Supreme Court blocks Alabama court order in adoption case
The U.S. Supreme Court Monday granted an Alabama woman’s request to temporarily reinstate her legal adoption of the her former partner’s children, while the high court considers whether it will review the ruling in its entirety.
In an unsigned order, the court said the case would be put on hold while the woman, named in court papers as V.L., files a formal appeal of the September ruling by the Alabama Supreme Court.
The woman, only identified as V.L., adopted the children after deciding with her former partner to use artificial insemination. To ensure that both had secure parental rights, V.L., the non-biological mother, adopted the couples’ three children in Georgia in 2007, with E.L.’s support and written consent.
V.L., in her emergency application to the U.S. Supreme Court, noted that the Alabama Supreme Court’s decision is unprecedented. Should the petition for a writ of certiorari be denied, this stay shall terminate automatically. If cert is granted, the stay will remain in place until the final mandate from the U.S. Supreme Court is issued.

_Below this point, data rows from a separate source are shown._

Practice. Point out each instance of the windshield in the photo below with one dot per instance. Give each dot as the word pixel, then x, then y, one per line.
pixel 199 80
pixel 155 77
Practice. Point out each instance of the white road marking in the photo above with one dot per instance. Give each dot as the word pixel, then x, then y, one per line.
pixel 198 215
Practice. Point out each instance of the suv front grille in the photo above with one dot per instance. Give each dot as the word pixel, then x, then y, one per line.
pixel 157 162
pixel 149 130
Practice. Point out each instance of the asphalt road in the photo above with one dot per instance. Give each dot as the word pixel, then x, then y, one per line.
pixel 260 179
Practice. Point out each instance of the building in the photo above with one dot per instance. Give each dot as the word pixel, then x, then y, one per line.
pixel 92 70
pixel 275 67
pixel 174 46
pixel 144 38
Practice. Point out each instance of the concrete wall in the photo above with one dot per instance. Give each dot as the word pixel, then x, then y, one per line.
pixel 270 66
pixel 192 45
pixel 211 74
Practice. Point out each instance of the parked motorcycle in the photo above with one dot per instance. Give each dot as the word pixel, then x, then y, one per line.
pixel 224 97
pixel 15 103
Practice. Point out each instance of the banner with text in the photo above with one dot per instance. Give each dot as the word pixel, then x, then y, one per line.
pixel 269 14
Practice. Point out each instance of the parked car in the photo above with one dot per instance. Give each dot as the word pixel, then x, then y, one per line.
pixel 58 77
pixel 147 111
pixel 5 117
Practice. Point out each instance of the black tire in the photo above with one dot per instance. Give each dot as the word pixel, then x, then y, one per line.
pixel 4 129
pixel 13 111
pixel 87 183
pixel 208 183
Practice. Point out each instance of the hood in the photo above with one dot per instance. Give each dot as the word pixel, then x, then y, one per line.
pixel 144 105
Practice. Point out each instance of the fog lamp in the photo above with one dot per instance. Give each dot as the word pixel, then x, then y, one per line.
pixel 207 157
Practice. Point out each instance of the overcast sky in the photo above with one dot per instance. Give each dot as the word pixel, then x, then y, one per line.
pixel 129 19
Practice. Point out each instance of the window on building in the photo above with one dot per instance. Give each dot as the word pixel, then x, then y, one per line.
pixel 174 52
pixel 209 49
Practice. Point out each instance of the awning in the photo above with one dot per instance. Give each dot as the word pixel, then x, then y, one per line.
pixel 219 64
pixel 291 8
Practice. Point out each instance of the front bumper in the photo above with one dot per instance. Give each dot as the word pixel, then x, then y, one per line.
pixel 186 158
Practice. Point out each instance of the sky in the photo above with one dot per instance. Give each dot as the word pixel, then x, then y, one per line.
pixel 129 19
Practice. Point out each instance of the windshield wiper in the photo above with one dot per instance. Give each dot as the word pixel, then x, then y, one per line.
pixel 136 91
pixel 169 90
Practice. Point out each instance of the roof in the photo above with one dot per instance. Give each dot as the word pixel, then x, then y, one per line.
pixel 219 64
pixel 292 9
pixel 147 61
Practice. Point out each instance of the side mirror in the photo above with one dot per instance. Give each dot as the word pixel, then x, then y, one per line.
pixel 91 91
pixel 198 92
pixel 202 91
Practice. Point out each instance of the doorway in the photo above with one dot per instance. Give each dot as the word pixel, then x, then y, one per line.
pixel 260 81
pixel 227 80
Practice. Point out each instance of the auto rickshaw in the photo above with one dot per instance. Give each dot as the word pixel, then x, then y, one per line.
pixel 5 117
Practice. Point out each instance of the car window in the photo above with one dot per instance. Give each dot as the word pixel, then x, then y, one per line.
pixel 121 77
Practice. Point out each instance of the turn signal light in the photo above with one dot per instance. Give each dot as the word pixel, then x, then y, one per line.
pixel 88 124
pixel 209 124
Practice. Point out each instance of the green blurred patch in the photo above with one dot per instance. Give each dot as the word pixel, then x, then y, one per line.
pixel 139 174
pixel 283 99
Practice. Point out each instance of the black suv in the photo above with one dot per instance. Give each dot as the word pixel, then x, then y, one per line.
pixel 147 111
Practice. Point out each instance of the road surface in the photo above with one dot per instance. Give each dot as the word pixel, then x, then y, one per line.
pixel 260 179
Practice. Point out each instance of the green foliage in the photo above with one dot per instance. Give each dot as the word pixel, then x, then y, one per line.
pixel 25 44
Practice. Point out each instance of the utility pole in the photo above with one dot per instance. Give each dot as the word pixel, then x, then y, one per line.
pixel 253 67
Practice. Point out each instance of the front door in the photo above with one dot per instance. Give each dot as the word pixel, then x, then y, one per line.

“I’m overjoyed that my children and I will be able to be together again”, the mother says in a statement. They estimated that hundreds of thousands of such adoptions now exist; the most recent statistics from the Williams Institute at UCLA indicate an estimated 65,000 adopted children live with a lesbian or gay parent. “Notably, the guardian ad litem – the representative of the children’s interests in the litigation – also weighed in at the U.S. Supreme Court, siding with V.L. and also asking for a stay”. “This awful Alabama decision has hurt my family and will hurt so many other families if it is not corrected”, V.L. added. Before this ruling, no state supreme court has refused to recognize a same-sex parent’s adoption from another state-or any out-of-state adoption-based on a disagreement with how the court issuing the adoption interpreted its own adoption laws. Her lawyers argued that “the Georgia court had no authority under Georgia law to award such an adoption, which is therefore void and not entitled to full faith and credit”. The biological mom, with whom V.L., had been in a long-term relationship, had not relinquished her parental rights. The couple split in 2011 and disagreed over custody arrangements. The case was then appealed to the Alabama Supreme Court. Florida, for example, bars all lesbian and gay adoptions.